The figures of Brazil, the most mature ecosystem in Latin America, also set the tone for what this year will most likely be for the region. If in the first six months of 2019, risk capital funds (including together the modalities of venture capital and of private equity) already invested BRL 7.4 billion (close to $ 1.8 billion) in 115 startups in the country, according to the Brazilian Association of Private Equity and Venture Capital (Abvcap) and the consulting firm KPMG.
Both organizations believe that the investments total in both modalities (VC and PE) should reach BRL 14.8 billion by the end of the year in the country—9% more than in 2018.
“I believe that we are in the correct path for this next phase in the market’s evolution. Much has been said about stretched-out valuations and the possibility of capital availability in the coming years, which would certainly compromise this next step, since the evolution of startups on track to the late stage requires bigger rounds of capital. Yet I see the workforce as the fundamental bottleneck in Brazil, especially in the technological aspect,” explains Pietro Bonfiglioli, CEO at Fischer, a venture builder with a focus on fintechs.
It has never been so expensive to be a unicorn
According to the latest Unicorn Report from PitchBook and innovation platform Plug and Play, which arrived in Brazil in September in a partnership with Elo, the 187 active unicorns in the United States during the first semester of 2019 raised more than $ 600 billion in market value. The stock market debuts of Zoom, Pinterest, Lyft, and Uber are also included in this total. Seems like a lot? The figure is, actually, a bit lower than the peak of $ 603.3 billion reached in 2018.
For those that follow innovation closely, this small difference indicates that there is a growing consistency in the North American ecosystem, which is the most mature in the world, and that a new record may be reached by the end of this year.
“We anticipate more unicorns in emerging regions, such as the Asia-Pacific region, but the center of gravity remains primarily in North California. Hence, I hope that a greater production of unicorns may be located around that center of gravity. Although, the method will be different,” affirms Saeed Amidi, CEO and founder of Plug & Play Tech Center, in the report.
According to Amidi, the next giant companies in the tech industry “will be a pure disruption of traditional business models by way of technology application, rather than essentially being driven by a new type of technology or market.”
This disruption of traditional activities requires capital. A lot of capital. During the first semester of 2019, the average contribution received by startups that reached the status of unicorns was of $ 126.1 million in the US. The consecutive funding received after reaching the initial unicorn status oscillates between $ 130 million and $ 175 million, according to Unicorn Report. In other words, it has never been so expensive to be a unicorn.
Even if the availability of resources for the scalability of startups has never been so high, the way to assess the returns on these investments may be changing.
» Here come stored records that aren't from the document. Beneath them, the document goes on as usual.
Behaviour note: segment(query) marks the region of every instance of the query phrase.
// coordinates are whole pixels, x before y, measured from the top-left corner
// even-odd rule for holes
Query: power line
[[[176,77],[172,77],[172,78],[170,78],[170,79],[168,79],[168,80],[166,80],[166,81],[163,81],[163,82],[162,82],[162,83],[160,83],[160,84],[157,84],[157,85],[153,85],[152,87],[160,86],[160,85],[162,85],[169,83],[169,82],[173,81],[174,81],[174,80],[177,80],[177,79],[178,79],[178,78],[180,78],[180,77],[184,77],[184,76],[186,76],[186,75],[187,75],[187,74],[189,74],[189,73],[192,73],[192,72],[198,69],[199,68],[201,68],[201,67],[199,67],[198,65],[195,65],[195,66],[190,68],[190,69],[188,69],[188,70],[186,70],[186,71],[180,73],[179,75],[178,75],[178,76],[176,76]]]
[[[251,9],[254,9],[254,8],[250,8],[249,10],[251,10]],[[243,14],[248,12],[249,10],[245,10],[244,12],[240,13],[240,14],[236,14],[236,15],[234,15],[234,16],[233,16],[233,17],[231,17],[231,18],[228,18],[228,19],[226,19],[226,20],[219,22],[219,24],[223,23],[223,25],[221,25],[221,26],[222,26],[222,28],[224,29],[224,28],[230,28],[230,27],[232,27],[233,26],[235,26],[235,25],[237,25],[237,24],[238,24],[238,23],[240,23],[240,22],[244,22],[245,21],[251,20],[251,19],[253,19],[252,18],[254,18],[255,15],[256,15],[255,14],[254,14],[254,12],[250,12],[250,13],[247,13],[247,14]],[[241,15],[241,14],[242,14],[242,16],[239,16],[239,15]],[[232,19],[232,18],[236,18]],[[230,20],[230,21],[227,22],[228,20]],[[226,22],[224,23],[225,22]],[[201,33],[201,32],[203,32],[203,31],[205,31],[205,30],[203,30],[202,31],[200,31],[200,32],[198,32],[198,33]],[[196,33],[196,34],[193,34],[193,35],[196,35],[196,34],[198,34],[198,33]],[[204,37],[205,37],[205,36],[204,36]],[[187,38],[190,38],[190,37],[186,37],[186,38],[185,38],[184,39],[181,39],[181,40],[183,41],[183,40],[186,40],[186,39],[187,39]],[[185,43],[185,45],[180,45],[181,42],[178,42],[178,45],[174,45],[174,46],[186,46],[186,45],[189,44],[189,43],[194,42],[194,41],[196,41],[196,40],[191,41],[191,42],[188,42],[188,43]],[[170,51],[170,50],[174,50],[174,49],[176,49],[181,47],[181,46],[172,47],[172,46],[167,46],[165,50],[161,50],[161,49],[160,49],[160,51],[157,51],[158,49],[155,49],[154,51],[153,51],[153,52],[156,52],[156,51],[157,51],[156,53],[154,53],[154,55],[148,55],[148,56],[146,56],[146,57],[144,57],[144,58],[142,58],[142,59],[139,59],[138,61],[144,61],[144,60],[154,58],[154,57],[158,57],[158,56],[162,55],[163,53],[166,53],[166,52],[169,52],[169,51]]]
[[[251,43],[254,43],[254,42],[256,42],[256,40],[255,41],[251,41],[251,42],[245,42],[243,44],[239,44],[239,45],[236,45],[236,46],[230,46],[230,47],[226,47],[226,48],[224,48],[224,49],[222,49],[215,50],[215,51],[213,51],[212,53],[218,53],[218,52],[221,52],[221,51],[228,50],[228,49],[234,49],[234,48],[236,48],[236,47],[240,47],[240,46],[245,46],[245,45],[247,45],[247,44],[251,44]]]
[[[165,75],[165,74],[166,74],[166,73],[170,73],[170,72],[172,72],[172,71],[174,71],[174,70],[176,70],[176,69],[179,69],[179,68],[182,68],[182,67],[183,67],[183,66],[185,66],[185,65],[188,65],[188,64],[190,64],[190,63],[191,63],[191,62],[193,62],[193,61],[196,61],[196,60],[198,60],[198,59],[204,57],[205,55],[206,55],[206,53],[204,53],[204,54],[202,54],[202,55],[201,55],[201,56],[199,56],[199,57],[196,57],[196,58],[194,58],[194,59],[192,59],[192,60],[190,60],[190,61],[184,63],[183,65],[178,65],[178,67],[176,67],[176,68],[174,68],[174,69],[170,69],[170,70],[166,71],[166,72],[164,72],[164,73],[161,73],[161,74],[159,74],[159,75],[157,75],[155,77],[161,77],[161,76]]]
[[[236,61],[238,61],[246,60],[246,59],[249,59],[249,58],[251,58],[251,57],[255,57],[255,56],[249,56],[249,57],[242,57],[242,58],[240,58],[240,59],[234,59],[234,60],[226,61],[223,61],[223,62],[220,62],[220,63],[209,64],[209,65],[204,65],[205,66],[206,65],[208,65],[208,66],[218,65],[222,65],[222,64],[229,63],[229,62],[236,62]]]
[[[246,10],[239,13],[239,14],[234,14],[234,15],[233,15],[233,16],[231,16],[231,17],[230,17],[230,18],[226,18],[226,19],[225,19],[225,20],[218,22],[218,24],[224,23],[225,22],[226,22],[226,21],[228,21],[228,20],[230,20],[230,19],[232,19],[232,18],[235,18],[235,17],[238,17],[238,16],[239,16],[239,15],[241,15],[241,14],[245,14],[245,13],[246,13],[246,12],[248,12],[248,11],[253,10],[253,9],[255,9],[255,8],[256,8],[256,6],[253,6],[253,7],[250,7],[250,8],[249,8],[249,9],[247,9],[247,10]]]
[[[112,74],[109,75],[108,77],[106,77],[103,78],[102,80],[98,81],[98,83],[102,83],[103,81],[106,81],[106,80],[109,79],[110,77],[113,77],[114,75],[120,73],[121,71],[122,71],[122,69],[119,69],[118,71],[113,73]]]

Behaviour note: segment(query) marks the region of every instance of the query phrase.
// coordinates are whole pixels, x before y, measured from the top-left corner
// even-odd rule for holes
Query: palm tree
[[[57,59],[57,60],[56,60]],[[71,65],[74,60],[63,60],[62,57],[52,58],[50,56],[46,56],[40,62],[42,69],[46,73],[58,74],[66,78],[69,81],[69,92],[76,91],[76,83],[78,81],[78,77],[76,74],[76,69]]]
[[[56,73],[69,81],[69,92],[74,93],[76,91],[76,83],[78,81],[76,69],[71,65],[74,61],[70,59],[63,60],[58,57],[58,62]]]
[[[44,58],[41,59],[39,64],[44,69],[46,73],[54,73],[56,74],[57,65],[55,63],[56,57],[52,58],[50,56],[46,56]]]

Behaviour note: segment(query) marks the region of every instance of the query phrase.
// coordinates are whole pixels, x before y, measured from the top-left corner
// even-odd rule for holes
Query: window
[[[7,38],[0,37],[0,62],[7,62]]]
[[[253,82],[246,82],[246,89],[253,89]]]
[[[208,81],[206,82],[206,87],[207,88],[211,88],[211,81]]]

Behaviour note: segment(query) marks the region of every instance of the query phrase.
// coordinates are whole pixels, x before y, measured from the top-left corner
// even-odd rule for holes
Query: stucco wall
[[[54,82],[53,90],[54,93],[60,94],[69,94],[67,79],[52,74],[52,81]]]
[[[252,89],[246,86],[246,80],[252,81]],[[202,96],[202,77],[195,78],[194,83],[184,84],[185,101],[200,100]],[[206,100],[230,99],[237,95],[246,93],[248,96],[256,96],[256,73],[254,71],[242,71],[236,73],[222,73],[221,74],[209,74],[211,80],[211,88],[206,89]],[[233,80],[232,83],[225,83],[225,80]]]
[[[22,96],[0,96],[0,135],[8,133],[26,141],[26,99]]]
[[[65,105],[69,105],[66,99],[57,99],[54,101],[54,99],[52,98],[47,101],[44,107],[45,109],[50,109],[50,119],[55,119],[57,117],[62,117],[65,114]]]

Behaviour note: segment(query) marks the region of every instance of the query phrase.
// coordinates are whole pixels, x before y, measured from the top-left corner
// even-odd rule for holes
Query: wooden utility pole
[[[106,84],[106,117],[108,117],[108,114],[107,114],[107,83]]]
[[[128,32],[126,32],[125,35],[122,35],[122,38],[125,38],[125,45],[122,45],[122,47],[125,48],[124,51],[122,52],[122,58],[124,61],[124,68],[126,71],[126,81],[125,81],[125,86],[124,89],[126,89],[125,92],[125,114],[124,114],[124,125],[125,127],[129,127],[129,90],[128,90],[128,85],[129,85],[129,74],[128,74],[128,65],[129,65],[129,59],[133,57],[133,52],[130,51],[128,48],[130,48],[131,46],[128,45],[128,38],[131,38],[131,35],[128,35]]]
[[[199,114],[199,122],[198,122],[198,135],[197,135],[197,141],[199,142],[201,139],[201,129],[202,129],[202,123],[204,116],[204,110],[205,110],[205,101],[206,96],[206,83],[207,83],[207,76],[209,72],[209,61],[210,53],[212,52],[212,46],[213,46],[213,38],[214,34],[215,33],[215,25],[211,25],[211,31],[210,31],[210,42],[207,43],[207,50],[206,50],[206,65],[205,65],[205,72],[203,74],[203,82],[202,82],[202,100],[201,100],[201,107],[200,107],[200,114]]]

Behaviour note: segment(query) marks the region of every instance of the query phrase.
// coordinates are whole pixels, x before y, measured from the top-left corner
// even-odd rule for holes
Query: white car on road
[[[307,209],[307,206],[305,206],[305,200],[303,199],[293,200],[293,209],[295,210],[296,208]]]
More and more, those consistent companies—those that reached or are about to reach the breakeven point—are expected to attract the attention of investors, more than the classic disruption model that begins with a great idea but that never truly takes off.
The new unicorns of Latin America, according to what experts shared with LABS, are in the first group, alongside Zoom (which already debuted with profits in April of this year in Nasdaq, valued at BRL 15.9 billion) and Pinterest (that completed its IPO on the same day as Zoom, with similar results in terms of profits, and valued at $ 12.8 billion). Lyft and Uber are, for the time being, in the second group.